Si la realidad no existe… yo tampoco
Durante toda mi vida cometí un tremendo error: creer que la realidad existía.
Pagué facturas porque existían, madrugué porque existía el reloj, respeté semáforos porque existían los carros, le hice caso al jefe porque existía el despido.
Pero resulta que llevo años leyendo físicos, filósofos, neurólogos y psicólogos…y ninguno termina de convencerme de que eso que llamamos “realidad” sea tan sólida como parece.
Mientras logran ponerse de acuerdo, he tomado desde hoy una decisión responsable: dejar de hacerle caso a la realidad.
Como no existe, yo tampoco tengo por qué existir cuando me exija deberes y obligaciones.
Cuando Hacienda me cobre impuestos responderé que el “yo” que los debía desapareció hace varios millones de células.
Si el color rojo no existe porque es una interpretación cerebral de ciertas longitudes de onda, cuando el semáforo crea que está en rojo seguiré avanzando.
El reloj ya no me mandará más, pues como el tiempo es relativo llegaré dos horas tarde y exigiré que se me juzgue desde la perspectiva de un satélite GPS.
Como algunos científicos dicen que, en el mundo de lo muy pequeño, las cosas pueden mantenerse en varias posibilidades antes de decidirse por una, he llegado también a la conclusión de que el estado de cuenta de mi tarjeta de crédito todavía no ha decidido si está pagado o no.
Y cuando el banco me reclame, le pediré unos días más para que la realidad termine de resolver el asunto.
Tampoco volveré a hacer dieta, pues el cuerpo que subió cinco kilos ya no es exactamente el mismo y no considero elegante hacer pagar a un cuerpo nuevo los excesos de uno antiguo.
Como la memoria reconstruye constantemente el pasado, cualquier préstamo que me hayan hecho pertenece a una versión antigua de mí mismo.

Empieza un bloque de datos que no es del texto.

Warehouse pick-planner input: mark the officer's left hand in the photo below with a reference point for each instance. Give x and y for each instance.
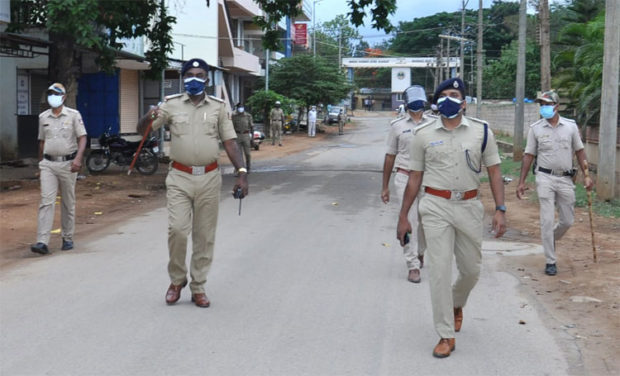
(76, 165)
(242, 182)
(499, 223)
(588, 183)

Si Einstein pudo poner en duda el tiempo, no veo por qué yo no puedo poner en duda mis 81 años. Mientras la vaina se aclara, seguiré cada año estrenando 40.
Si los colores no existen porque es la luz la que miente, entonces mi camisa hawaiana en la boda de etiqueta de hace poco no fue una “polada” ni nada de mal gusto.
Si según mi amigo Platón vivimos en una caverna viendo sombras, la cuenta de luz es solo la sombra de un electrón. Ergo: la realidad es la idea, y la idea es no pagarla.
Si el universo entero está hecho casi totalmente de espacio vacío, mi clóset no está desordenado sino admirablemente ventilado.
Si ante toda esta rebelión mía la realidad vuelve a tocar mi puerta, fingiré que no estoy, pues si ella puede ser una ilusión, yo también.
Más aún: si la realidad sigue sin identificarse plenamente, yo mismo me declararé oficialmente inexistente.
Y si algún día la realidad logra demostrar que existe, prometo volver inmediatamente a pagar mis deudas, obedecer los semáforos y ordenar mi closet.
Mientras tanto, que tenga la amabilidad de respetar mi decisión, porque hasta donde he podido averiguar, ella tampoco ha presentado todavía su certificado de existencia.
Aprovecho la oportunidad para informar a los lectores que, ante esto, he fundado el PARE (Partido Anti-Realista Existencial) cuyo lema es “PARE…antes de aceptar la realidad”.
Por razones obvias, nadie pudo asistir al acto inaugural.
Si desea afiliarse, no haga absolutamente nada.
Y si la realidad insiste en decir que usted nunca se inscribió, será la mejor prueba de que nuestro movimiento va por buen camino.
En fin, si esta columna existe, espero que la haya disfrutado.
Y si no existe… deje de leerla inmediatamente.